RootZ.Öko – Artikel aus der Umwelt

 
Spiegel

online 23.04.07

KLIMAFOLGEN

China fürchtet dramatischen

Rückgang der Reisproduktion

Das Powerhouse der Weltwirtschaft

reagiert auf den Klimawandel. Chinas Regierung hat eine eigene Studie zu

den Folgen des Treibhauseffekts vorgelegt. Ein Ergebnis: Die Reisproduktion

könnte drastisch sinken. Dennoch will Peking lieber die Wirtschaft

fördern als die CO2-Emissionen senken.

Peking – Es geht um viele

Säcke Reis, sehr viele. “Wenn wir nicht handeln, wird der Klimawandel

Chinas langfristige Kornsicherheit in der zweiten Jahrhunderthälfte

ernsthaft beeinträchtigen”, warnen chinesische Forscher und Beamte.

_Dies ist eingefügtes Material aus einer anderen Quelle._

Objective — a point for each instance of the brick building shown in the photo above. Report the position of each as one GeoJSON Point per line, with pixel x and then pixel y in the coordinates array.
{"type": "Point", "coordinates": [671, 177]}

Wie viele Säcke Reis und Getreide wegfallen könnten, beziffern

sie überraschend präzise: bis zu 37 Prozent der gegenwärtigen

Produktion des Riesenlandes.

Dennoch will China in der

ersten Hälfte des 21. Jahrhunderts seine wirtschaftliche Entwicklung

forcieren – denn Obergrenzen für den Kohlendioxid-Ausstoß seien

unfair und könnten für Probleme sorgen, argumentiert die Regierung

in Peking. Das Land verfüge noch nicht über die Technologie,

um seine Treibhausgas-Emissionen maßgeblich zu verringern. Direkte

Konsequenzen jeder Reduktion wären “Beschränkungen im Energiesektor

und der Industrie”. Beobachter glauben: Die Machthaber scheuen sich, veraltete

Industrieanlagen zu schließen und Millionen in die Arbeitslosigkeit

zu schicken. Noch überdeckt der Glaube an den Wirtschaftsboom viele

Widersprüche in dem Riesenland.

Mit dem “National Climate

Change Assessment Report” reagiert die chinesische Führung auf den

jüngsten Teilreport des Weltklimarats. Die Arbeitsgruppe II des Intergovernmental

Panel on Climate Change (IPCC) hatte darin die wahrscheinlichen Folgen

der globalen Erwärmung für die einzelnen Weltregionen zusammengefasst.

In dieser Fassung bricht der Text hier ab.